LA STATUE DE SOPHOCLE ET LE MUSÉE DE LATRAN.

Au moment où la question romaine soulève tant de problèmes redoutables, c’est un curieux spectacle que celui des archéologues poursuivant au milieu des passions contraires leur travail paisible et opiniâtre. Notre Joachim Dubellay disait déjà au xvie siècle :

Rome vivant fut l’ornement du monde,
Et, morte, elle est du monde le tombeau.

Ce tombeau du monde, où chaque génération est venue chercher les traces des anciens âges, devait exciter chez les savans de nos jours une curiosité plus attentive encore et plus hardie. Sans parler du mouvement d’études qui renouvelle sous nos yeux la science de l’antiquité et auquel l’archéologie prête si heureusement ses ressources agrandies, la situation tragique de la ville éternelle était un stimulant de plus pour l’activité des chercheurs. Soit que les ruines du passé, à la veille des transformations inévitables, inspirassent à des esprits religieux une sympathie plus vive, soit que des âmes contemplatives et impartiales, frappées de ces spectacles, voulussent y étudier les lois de la philosophie de l’histoire, les raisons ne manquaient pas pour diriger sur ce point les recherches de l’érudition. La France et l’Allemagne, aussi bien que l’Italie, ont répondu à cet appel des circonstances. Est-il besoin de citer les noms des Borghesi, des Rossi, des Mommsen, des Henzen, et les excellens travaux que M. Gaston Boissier a consacrés ici même à ces maîtres de l’épigraphie ? L’œuvre des Allemands sur ce terrain de l’archéologie romaine mérite une attention particulière ; ce sont eux surtout qui ont porté dans ces recherches l’inspiration contemplative dont je parlais tout à l’heure. Avec quel soin, pour ne donner qu’un seul exemple, avec quels scrupules et quelle impartialité M. Ferdinand Gregorovius s’applique depuis des années à retracer l’histoire de Rome au moyen âge, l’histoire de Rome sous le gouvernement des papes, cette histoire dont les matériaux sans nombre, éparpillés en tous lieux, attendaient encore la main d’un architecte ! M. Gregorovius a publié le premier volume de son Histoire de Rome en 1859[1], c’est-à-dire l’année même où éclataient des événemens qui devaient tôt ou tard exercer une action décisive sur les destinées de Rome; huit ans se sont écoulés, et l’historien, toujours calme, toujours serein au milieu de ces tragiques aventures, n’a pas cessé un seul jour de poursuivre l’accomplissement de son œuvre.
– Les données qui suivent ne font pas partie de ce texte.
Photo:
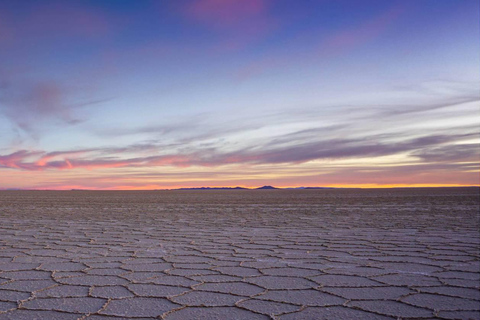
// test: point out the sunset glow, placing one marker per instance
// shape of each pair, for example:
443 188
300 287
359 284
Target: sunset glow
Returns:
142 95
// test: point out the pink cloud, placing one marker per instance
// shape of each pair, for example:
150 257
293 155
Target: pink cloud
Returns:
27 104
336 43
57 19
226 13
369 30
239 23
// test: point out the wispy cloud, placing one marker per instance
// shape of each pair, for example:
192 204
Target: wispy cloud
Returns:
59 19
239 23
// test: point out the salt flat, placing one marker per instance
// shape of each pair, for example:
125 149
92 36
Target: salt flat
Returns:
264 254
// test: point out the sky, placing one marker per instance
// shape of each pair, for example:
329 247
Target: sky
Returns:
115 94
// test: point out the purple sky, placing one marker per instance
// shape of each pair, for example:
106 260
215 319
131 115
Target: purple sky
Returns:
161 94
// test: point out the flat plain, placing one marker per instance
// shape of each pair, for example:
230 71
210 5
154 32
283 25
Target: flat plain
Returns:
244 254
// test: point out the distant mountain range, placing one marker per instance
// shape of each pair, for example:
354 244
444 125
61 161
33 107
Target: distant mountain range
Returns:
260 188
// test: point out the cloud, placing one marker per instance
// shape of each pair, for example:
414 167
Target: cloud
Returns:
365 32
29 22
239 23
211 157
28 104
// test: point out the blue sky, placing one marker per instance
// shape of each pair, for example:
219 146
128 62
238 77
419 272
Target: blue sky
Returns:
160 94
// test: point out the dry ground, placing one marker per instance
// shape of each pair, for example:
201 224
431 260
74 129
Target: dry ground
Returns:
265 254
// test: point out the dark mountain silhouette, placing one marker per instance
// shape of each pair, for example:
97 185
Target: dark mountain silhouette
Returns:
213 188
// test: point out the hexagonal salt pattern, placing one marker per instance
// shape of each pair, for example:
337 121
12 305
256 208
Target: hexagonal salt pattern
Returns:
265 254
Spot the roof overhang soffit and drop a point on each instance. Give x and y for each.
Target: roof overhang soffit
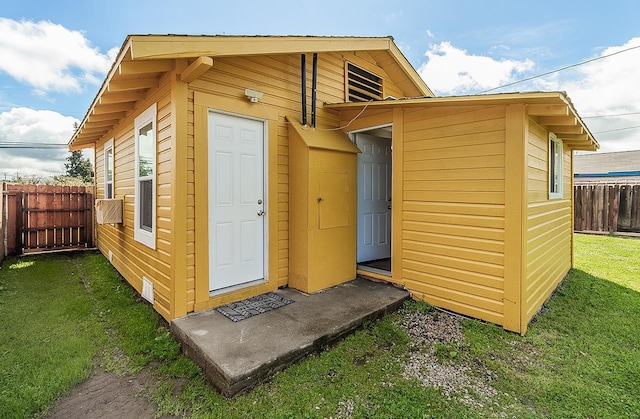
(127, 83)
(552, 110)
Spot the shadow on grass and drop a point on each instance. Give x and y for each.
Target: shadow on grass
(580, 357)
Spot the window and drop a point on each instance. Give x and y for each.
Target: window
(555, 167)
(362, 86)
(145, 181)
(108, 169)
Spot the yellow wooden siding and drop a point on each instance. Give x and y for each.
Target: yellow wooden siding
(454, 209)
(132, 259)
(548, 225)
(278, 77)
(191, 201)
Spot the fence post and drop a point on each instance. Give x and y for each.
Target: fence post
(14, 221)
(3, 224)
(635, 208)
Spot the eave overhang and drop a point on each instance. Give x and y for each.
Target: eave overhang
(552, 110)
(144, 59)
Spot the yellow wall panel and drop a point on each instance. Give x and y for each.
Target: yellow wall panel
(453, 208)
(549, 225)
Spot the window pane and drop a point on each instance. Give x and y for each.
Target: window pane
(552, 167)
(108, 161)
(145, 150)
(146, 205)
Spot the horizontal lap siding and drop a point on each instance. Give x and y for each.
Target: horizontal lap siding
(132, 259)
(548, 228)
(191, 208)
(278, 77)
(453, 209)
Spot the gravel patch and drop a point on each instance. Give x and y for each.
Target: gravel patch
(435, 342)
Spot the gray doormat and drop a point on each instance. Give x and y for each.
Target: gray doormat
(253, 306)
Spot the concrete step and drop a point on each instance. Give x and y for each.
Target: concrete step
(236, 356)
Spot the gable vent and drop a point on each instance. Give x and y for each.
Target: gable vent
(362, 86)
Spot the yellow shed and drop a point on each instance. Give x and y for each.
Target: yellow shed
(240, 167)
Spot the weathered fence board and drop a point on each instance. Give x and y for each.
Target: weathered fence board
(611, 208)
(47, 217)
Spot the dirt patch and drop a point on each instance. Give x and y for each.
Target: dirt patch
(436, 341)
(107, 396)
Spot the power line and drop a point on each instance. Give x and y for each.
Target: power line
(611, 115)
(34, 145)
(617, 129)
(559, 69)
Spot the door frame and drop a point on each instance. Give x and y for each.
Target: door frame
(352, 136)
(266, 204)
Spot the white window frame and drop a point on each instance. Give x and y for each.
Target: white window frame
(142, 235)
(556, 180)
(108, 146)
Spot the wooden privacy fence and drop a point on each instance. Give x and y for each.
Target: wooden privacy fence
(47, 217)
(609, 208)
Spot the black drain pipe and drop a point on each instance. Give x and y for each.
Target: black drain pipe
(303, 70)
(314, 82)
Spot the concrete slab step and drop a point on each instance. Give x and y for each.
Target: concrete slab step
(235, 356)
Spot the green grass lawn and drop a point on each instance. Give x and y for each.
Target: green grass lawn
(65, 315)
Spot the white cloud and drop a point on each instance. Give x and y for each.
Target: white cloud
(50, 57)
(453, 71)
(24, 125)
(609, 86)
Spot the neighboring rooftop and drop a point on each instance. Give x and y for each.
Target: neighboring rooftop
(619, 166)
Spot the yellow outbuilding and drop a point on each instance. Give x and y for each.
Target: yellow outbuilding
(245, 164)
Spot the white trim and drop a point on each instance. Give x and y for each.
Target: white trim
(557, 170)
(109, 146)
(148, 238)
(265, 201)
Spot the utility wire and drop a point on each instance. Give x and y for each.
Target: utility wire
(559, 69)
(611, 115)
(32, 145)
(617, 129)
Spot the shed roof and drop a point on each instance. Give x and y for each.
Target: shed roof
(551, 109)
(144, 59)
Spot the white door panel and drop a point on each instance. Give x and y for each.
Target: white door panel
(374, 198)
(236, 200)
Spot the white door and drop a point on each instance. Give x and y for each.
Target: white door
(374, 198)
(236, 201)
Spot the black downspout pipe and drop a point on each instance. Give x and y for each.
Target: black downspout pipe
(303, 70)
(314, 82)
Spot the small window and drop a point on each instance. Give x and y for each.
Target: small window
(555, 167)
(362, 86)
(145, 186)
(108, 169)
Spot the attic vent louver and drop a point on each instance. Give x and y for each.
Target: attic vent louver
(362, 86)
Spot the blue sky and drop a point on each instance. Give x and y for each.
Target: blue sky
(54, 54)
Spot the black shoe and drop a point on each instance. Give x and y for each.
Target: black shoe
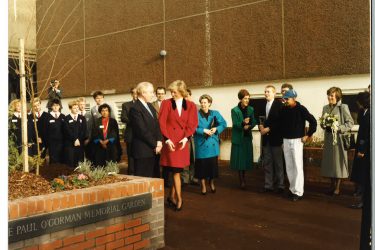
(177, 209)
(171, 203)
(266, 190)
(357, 194)
(213, 190)
(357, 206)
(280, 190)
(296, 197)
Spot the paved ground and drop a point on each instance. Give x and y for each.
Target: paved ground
(247, 219)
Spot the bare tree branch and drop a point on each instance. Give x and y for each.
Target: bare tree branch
(54, 59)
(66, 19)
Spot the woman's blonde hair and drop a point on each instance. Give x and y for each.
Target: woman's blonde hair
(12, 105)
(207, 97)
(180, 86)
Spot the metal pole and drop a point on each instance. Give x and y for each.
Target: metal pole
(372, 115)
(25, 154)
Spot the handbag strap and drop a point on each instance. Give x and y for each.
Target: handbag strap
(342, 119)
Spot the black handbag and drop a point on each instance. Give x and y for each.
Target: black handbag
(346, 137)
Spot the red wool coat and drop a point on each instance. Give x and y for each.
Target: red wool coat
(175, 128)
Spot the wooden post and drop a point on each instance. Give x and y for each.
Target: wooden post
(25, 159)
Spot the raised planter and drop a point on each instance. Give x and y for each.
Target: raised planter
(312, 159)
(125, 214)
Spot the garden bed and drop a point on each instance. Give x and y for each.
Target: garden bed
(21, 184)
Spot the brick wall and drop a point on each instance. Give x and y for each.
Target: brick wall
(136, 231)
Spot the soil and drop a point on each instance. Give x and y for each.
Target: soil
(21, 184)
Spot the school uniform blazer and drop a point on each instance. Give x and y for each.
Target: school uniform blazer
(274, 137)
(128, 133)
(89, 123)
(41, 124)
(237, 126)
(74, 130)
(95, 112)
(208, 146)
(156, 106)
(31, 134)
(175, 128)
(54, 131)
(112, 131)
(147, 134)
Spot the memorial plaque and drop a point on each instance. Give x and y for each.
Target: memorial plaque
(52, 222)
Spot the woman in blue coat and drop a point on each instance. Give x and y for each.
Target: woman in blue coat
(206, 139)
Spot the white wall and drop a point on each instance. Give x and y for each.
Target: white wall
(311, 93)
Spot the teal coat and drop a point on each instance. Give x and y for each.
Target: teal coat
(206, 147)
(237, 128)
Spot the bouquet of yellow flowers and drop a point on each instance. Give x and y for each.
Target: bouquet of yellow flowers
(330, 122)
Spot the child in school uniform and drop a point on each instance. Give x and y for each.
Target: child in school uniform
(293, 117)
(105, 135)
(74, 135)
(54, 133)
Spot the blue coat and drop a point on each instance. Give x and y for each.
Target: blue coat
(208, 146)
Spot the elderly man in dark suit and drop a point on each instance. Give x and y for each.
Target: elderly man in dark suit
(271, 143)
(147, 139)
(128, 134)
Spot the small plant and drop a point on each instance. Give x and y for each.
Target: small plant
(80, 180)
(14, 158)
(98, 173)
(59, 183)
(84, 167)
(112, 168)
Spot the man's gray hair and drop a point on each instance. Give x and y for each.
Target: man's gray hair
(142, 86)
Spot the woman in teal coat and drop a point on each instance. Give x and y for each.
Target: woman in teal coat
(241, 156)
(206, 141)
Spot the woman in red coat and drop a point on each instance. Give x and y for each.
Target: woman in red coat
(178, 119)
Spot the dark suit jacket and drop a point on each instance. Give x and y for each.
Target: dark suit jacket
(274, 137)
(156, 106)
(74, 130)
(147, 134)
(125, 119)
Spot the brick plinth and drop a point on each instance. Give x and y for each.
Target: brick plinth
(142, 230)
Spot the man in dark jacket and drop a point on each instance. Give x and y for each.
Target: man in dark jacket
(54, 133)
(293, 117)
(74, 135)
(271, 143)
(128, 134)
(147, 138)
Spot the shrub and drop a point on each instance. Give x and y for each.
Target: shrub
(80, 180)
(112, 168)
(59, 183)
(98, 173)
(84, 167)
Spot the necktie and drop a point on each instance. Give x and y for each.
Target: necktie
(149, 110)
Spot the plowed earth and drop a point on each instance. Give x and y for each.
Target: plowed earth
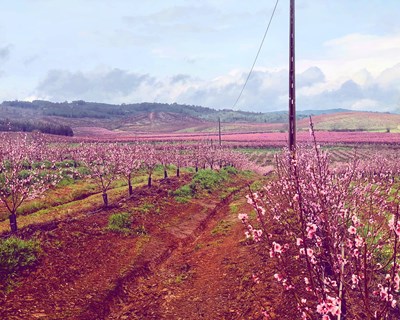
(189, 261)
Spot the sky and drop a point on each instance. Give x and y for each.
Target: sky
(200, 52)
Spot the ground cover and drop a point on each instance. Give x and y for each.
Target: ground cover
(87, 270)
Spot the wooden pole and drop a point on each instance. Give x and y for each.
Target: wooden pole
(292, 82)
(219, 130)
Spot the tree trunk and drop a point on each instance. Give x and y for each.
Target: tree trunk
(13, 222)
(105, 199)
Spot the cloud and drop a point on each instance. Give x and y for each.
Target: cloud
(5, 52)
(267, 89)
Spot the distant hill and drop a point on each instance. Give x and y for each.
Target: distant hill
(162, 117)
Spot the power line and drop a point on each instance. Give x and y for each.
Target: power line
(258, 53)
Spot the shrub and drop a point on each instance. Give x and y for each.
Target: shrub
(207, 180)
(120, 222)
(15, 256)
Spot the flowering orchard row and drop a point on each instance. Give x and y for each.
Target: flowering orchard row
(333, 233)
(30, 165)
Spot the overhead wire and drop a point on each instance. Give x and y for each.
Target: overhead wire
(258, 53)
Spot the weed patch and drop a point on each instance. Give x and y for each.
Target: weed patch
(120, 222)
(15, 256)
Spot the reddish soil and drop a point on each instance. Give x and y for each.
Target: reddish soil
(191, 264)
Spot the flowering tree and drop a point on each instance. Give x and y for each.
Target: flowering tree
(196, 155)
(103, 163)
(23, 175)
(130, 161)
(179, 158)
(164, 157)
(334, 234)
(150, 161)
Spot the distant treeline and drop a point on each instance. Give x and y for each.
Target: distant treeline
(30, 126)
(84, 109)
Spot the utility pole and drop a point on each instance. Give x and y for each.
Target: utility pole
(292, 82)
(219, 130)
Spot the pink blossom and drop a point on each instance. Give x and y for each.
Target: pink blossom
(311, 230)
(352, 230)
(278, 277)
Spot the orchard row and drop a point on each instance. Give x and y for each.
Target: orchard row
(30, 165)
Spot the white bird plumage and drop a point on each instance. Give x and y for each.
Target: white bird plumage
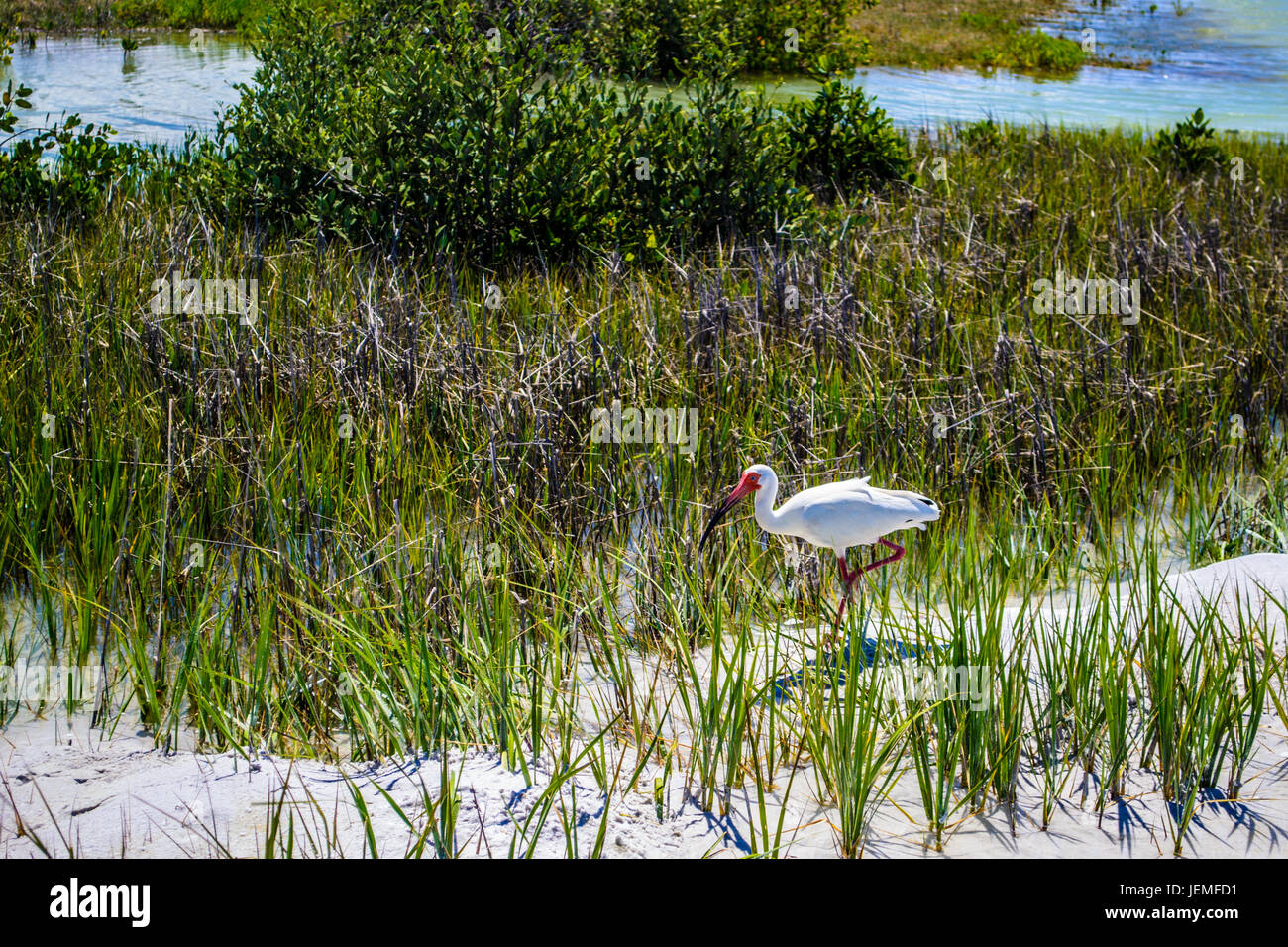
(838, 515)
(833, 515)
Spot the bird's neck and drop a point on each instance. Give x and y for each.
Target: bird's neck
(767, 517)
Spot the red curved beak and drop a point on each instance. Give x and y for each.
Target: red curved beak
(746, 484)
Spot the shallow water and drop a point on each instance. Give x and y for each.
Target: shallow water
(155, 95)
(1229, 56)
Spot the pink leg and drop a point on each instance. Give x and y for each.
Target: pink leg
(848, 578)
(893, 557)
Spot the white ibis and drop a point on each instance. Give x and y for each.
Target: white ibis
(836, 515)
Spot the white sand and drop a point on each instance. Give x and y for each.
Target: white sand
(77, 792)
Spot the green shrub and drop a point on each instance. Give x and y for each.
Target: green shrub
(404, 127)
(86, 163)
(1189, 146)
(842, 141)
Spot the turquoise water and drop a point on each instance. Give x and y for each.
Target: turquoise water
(1229, 56)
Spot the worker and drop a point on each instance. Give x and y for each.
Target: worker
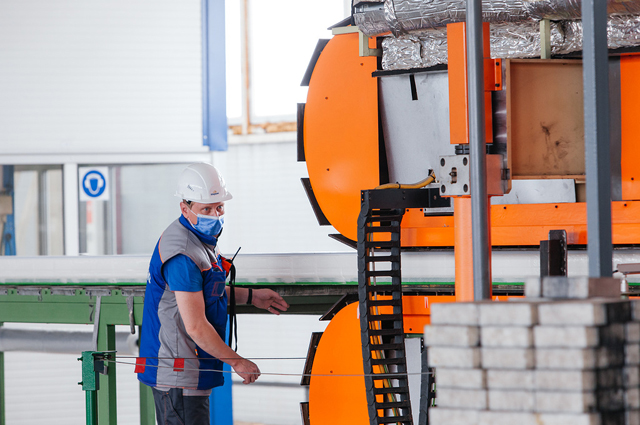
(185, 306)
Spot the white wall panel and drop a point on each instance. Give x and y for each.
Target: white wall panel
(269, 211)
(84, 77)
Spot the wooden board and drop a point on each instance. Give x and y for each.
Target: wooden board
(545, 124)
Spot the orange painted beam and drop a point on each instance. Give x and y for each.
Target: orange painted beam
(463, 249)
(341, 131)
(528, 224)
(630, 125)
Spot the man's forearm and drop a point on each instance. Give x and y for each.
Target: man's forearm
(242, 295)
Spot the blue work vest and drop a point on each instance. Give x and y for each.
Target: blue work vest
(163, 335)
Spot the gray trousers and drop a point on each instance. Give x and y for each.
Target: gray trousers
(174, 408)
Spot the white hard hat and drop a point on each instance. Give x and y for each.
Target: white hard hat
(202, 183)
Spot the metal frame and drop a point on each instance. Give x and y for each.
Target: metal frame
(478, 158)
(79, 306)
(596, 135)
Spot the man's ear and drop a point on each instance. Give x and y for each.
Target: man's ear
(183, 209)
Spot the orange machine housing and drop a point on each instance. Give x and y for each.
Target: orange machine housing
(341, 143)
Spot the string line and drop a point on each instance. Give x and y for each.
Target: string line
(215, 358)
(379, 375)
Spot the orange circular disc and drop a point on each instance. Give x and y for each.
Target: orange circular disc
(337, 399)
(341, 131)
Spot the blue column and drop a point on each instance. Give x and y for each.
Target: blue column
(221, 399)
(214, 82)
(8, 230)
(221, 402)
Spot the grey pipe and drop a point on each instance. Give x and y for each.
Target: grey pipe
(59, 342)
(477, 154)
(596, 137)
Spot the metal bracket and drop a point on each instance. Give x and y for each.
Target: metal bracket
(96, 322)
(132, 320)
(363, 40)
M. Gregorovius approche enfin du but qu’il s’est assigné à lui-même; quand ce vaste tableau de la Rome des pontifes sera complètement terminé, il y aura là un sujet d’études que nous ne négligerons pas, et l’on verra que M. Gregorovius a dignement représenté l’histoire et la philosophie au milieu de la crise qui tient le monde en suspens.

En attendant que nous puissions rendre une entière justice à l’auteur de l’Histoire de Rome au moyen âge, nous signalerons aujourd’hui un travail beaucoup moins considérable assurément, d’un intérêt moins vif, moins immédiat, travail d’un grand prix toutefois et qui se rattache aux recherches déjà si nombreuses accomplies à Rome par l’érudition germanique. Il ne s’agit plus ici de la philosophie de l’histoire, il s’agit simplement d’archéologie et d’art. M. Gregorovius continue la tradition des Niebuhr, des Humboldt, des Bunsen; c’est à l’école de M. Théodore Mommsen et de ses vaillans émules, à l’école des Henzen et des Brunn qu’appartient l’ouvrage dont nous voulons parler. Quel est cet ouvrage ? Une monographie, la première monographie complète des antiquités païennes du musée de Latran[2].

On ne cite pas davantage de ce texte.